Mark Felvus wants students to enter Marion High School with a plan for what comes after high school. Whether someone wants to go to a four-year university, a two-year college, trade school, or enter the work force, if they know it when they enter high school and plan for it, they’ll have a much easier time accomplishing their goals.

With that in mind, Felvus is working with current eighth graders and their parents, encouraging them to start planning before enrolling as freshmen. Felvus understands that it is easier to qualify for admission to a Kansas Board of Regents school, complete the Kansas Scholars curriculum, or become eligible to compete in NCAA sports if a student starts working toward those goals early.

If only our elected officials, from the local level up to the federal level, spent so much time thinking about plans. Our federal government hasn’t had a budget since 2009. Instead, Congress and the president have passed a series of spending bills without a plan behind them.

Things are a bit better at the local level, thanks to annual budgets that the county, cities, and school districts are required to prepare. And unlike the federal government, when a local board decides to pursue a new project — like a meeting room or a building for storage — it has to know how it is going to pay for it, even if the answer is “raise taxes.”

Individual projects all sound great, but taken together it is too easy to miss opportunities by focusing on individual trees instead of looking at the forest. If the cities, schools, and county all had long-term plans and goals and communicated those with one another, more could be accomplished by cooperating on projects.
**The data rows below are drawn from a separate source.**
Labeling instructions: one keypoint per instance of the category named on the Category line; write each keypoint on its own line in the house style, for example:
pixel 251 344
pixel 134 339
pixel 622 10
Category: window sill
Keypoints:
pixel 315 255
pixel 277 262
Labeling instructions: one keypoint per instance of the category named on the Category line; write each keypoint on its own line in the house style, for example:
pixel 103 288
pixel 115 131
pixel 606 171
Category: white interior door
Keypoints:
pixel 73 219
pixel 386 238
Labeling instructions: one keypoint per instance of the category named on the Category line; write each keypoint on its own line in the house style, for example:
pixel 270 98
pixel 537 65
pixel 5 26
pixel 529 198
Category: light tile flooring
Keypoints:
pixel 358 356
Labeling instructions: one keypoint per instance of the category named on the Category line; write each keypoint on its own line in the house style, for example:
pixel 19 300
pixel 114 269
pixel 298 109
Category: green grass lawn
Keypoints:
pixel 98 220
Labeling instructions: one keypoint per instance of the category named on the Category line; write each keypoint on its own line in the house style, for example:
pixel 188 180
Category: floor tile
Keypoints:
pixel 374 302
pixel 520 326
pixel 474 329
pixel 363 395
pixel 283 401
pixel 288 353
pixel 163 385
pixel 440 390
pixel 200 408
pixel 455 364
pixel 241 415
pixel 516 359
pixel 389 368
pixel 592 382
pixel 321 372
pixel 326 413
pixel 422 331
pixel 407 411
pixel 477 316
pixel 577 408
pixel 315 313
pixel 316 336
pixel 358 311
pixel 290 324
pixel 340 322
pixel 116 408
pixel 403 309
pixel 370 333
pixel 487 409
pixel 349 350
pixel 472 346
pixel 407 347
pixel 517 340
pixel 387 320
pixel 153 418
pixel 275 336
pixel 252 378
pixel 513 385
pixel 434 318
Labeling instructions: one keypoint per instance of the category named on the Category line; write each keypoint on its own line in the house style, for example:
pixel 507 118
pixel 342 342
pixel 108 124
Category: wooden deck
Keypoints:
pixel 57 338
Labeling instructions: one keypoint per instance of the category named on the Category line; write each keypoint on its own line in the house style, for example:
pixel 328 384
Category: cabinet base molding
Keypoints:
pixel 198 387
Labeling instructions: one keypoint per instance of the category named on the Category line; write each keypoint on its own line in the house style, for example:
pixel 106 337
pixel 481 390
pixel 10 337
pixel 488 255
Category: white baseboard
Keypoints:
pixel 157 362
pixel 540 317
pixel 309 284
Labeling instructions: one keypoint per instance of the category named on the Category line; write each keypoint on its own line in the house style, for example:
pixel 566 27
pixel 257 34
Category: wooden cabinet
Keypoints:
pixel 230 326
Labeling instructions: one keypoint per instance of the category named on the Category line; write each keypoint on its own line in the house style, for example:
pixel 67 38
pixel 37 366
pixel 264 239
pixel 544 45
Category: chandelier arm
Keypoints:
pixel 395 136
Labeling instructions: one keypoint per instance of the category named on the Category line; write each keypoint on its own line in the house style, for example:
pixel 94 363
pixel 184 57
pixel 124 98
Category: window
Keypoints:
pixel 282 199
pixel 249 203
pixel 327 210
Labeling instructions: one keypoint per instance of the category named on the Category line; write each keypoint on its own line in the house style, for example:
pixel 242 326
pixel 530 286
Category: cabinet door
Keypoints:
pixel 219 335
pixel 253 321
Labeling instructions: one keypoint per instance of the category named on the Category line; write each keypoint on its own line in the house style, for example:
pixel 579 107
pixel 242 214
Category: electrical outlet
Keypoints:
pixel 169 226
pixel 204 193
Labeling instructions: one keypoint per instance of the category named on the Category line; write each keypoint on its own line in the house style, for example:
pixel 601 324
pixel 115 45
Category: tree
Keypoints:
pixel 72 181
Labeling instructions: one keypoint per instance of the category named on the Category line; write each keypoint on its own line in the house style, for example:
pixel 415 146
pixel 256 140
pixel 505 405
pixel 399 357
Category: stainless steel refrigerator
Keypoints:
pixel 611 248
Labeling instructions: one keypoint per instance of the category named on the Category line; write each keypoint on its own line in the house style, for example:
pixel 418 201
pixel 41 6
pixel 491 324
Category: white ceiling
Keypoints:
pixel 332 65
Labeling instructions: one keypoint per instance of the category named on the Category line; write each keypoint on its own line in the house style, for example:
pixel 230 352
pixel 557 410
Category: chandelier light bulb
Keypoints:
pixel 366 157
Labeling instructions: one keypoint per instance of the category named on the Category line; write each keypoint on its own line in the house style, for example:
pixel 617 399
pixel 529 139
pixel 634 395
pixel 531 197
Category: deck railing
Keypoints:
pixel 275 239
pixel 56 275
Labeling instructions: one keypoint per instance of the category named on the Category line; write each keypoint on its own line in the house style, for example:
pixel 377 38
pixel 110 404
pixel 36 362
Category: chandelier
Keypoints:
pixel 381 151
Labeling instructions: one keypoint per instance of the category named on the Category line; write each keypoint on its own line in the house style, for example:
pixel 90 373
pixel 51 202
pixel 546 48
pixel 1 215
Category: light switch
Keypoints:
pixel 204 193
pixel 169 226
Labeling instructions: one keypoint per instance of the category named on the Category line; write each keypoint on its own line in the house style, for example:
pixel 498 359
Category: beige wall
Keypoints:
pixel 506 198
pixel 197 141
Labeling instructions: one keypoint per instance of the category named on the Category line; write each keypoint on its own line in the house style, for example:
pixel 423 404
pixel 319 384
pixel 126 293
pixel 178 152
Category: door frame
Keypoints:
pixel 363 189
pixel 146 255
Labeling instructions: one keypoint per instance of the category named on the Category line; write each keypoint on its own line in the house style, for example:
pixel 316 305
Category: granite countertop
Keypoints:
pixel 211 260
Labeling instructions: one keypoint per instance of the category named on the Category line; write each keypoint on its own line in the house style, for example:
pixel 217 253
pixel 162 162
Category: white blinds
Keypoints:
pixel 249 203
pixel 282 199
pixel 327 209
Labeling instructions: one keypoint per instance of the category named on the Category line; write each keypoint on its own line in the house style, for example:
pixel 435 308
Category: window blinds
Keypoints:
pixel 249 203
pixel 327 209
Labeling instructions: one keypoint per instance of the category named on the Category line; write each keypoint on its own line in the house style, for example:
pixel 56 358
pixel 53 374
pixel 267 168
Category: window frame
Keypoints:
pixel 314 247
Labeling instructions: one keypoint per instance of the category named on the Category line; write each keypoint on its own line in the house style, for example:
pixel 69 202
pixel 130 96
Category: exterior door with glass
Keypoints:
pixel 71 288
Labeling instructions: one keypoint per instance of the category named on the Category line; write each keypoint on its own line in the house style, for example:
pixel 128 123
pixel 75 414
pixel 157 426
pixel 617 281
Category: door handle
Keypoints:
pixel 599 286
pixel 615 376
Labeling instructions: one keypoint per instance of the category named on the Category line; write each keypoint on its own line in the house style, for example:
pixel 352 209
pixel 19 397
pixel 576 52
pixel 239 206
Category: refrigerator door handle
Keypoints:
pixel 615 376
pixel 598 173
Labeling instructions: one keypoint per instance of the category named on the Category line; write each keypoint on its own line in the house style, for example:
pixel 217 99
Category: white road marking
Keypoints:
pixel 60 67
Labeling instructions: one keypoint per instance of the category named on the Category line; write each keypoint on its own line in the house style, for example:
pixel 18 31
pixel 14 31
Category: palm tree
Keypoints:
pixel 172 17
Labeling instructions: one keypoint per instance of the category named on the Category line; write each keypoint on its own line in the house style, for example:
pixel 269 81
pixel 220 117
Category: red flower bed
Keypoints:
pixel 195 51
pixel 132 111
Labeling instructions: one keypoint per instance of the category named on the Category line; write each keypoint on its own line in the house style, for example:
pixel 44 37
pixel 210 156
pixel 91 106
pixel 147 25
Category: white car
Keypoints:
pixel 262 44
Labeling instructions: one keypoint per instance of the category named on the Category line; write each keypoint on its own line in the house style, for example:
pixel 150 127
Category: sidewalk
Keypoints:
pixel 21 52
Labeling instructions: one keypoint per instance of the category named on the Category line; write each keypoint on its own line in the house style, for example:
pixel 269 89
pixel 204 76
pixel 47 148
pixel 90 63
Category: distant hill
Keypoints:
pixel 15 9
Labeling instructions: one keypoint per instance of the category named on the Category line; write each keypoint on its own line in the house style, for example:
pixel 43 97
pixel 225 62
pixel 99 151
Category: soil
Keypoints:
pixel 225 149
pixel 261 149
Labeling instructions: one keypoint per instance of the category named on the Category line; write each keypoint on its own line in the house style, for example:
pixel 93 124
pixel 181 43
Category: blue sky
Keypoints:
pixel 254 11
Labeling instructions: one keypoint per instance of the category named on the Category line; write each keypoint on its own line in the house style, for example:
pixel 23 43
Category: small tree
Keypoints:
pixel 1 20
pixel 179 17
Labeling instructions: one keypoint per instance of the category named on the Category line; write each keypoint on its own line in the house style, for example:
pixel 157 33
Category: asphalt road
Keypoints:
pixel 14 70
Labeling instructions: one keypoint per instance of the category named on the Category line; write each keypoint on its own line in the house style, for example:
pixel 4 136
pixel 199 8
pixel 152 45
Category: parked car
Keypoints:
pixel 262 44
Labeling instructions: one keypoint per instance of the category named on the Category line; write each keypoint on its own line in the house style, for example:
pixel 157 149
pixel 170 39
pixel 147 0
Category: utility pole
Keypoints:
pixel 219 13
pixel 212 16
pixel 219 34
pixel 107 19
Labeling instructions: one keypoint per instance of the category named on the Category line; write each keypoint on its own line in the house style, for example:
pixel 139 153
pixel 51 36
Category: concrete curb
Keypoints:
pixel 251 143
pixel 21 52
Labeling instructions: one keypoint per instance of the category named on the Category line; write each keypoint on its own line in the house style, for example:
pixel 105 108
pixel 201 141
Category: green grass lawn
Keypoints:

Imagine if, 10 years ago, the county, City of Marion, and USD 408 had sat down together to talk about expected facilities needs. Could they have cooperated to build a single facility that might have incorporated a new auditorium, meeting rooms, and community center? And if so, what could the resources saved through cooperation have accomplished? Could they have been used to preserve or restore some of the historic buildings downtown?

The governing bodies don’t communicate enough. I’ve spent a lot of time covering government meetings in the past 4½ years, and it is unusual to see a city official at a county commission meeting, or a county commissioner at a school board meeting, or a school official at a city meeting, or any other combination.

So what projects will come up in the decade ahead? If groups talk about their plans with each other, maybe they can accomplish more and greater projects.